Однако не хочется останавливаться на этом. Позвольте мне вернуться в тот дождливый день, когда Даррелл, Нэнси, Фред и я сидели в одном ресторанчике Тринадцатого округа, где-то в районе улицы Гласьер. Как обычно, мы были в прекрасном настроении, а Даррелл так оглушительно хохотал над софизмами Фреда, что хозяин заведения возмутился. (Из-за того же неудержимого смеха Даррелла нас часто просили покинуть кинотеатр.) Вдруг, без всякой видимой связи с предыдущим разговором, Фред выпалил, не донеся до рта вилку: «Миссия человека на земле — вспоминать...» За короткой паузой — мы все словно получили пощечину — новый громкий взрыв смеха. Слишком неожиданно было услышать от Фреда в тот момент такую фразу. И что было совсем уж неожиданно, так это то, что даже наш смех не сбил его. Он вновь произнес эти слова — и не раз, а несколько раз... «Миссия человека на земле — вспоминать...» Развить мысль он никак не мог: его слова всякий раз тонули в новом приступе смеха. Кто-то спросил его, где он это вычитал. Нигде, сам придумал. Он покраснел, признавшись в этом, словно понимал, что произвел на свет нечто значительное. Мы все сошлись на том, что чьи бы это ни были слова, его или кого-то еще, они великолепны, более того, они врезаются в память, и мы при случае, когда-нибудь, где-нибудь, как-нибудь отдадим им должное. Но он не хотел ждать. Он требовал, чтобы мы выслушали его теперь же. Но мы не хотели продолжения. Мысль взбудоражила нас. Лишнее слово могло ее погубить. Особенно если начнутся объяснения.

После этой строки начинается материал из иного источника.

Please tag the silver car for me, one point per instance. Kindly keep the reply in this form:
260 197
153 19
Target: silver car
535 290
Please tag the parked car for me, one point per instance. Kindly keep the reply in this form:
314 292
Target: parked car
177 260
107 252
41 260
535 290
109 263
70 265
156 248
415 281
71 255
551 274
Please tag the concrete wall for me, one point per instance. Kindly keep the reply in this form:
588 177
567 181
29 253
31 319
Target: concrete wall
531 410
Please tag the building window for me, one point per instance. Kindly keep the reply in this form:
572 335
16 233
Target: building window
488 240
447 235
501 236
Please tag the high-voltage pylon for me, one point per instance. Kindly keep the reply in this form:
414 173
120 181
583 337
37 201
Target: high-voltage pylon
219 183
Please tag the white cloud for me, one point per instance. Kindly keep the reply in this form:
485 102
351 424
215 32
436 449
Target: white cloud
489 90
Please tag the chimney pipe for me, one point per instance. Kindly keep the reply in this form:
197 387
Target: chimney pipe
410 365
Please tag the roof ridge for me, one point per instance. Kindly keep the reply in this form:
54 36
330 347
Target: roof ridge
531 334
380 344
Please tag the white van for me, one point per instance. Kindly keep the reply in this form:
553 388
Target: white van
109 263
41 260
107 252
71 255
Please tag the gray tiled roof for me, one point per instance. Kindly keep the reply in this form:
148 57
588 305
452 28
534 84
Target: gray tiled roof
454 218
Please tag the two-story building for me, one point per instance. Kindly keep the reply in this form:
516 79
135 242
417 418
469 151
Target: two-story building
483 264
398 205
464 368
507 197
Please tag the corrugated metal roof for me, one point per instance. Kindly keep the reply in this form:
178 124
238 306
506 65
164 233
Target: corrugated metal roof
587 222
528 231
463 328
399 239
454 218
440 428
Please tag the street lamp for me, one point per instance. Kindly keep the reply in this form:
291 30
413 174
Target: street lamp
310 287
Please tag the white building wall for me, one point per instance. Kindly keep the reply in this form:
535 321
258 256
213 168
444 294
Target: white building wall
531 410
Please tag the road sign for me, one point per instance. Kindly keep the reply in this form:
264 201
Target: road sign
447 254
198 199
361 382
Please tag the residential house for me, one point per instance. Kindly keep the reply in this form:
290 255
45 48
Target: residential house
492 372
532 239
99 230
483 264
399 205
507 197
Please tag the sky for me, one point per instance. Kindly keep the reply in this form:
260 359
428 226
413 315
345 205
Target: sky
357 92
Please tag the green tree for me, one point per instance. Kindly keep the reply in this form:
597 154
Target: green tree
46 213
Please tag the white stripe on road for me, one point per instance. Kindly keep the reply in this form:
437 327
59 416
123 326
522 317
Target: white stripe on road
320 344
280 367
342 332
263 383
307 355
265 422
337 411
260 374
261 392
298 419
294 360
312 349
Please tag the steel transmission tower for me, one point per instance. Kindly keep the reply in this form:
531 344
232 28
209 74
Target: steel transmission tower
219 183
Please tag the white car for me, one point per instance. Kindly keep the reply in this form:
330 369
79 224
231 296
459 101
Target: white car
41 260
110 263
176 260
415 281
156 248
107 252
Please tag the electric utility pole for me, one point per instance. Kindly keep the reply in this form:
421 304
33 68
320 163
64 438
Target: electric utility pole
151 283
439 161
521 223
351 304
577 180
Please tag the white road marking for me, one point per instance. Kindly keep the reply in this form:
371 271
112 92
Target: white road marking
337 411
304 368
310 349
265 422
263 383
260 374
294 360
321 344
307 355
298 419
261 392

Помнится, именно Эдгар прожужжал мне все уши о преимуществах памяти — в Девакане. Я же сражался с ним насмерть, настаивая, что память надо уничтожить: если интервалы между рождениями имеют какую-то цель, она должна быть в том, чтобы освободиться от груза памяти. «Но ты не можешь сделать этого, пока не вспомнишь все, — спорил Эдгар. — Нужно повторять снова и снова все, до последней детали, пока не извлечешь из своих переживаний всю суть». Я хорошо понимал его точку зрения. «Но в конце концов, — бубнил я, — разве мы не забываем прошлое?» Я говорил это больше себе, чем Эдгару. С Эдгаром всегда выгоднее поскорее согласиться. Только не сразу, а то он заподозрит неладное.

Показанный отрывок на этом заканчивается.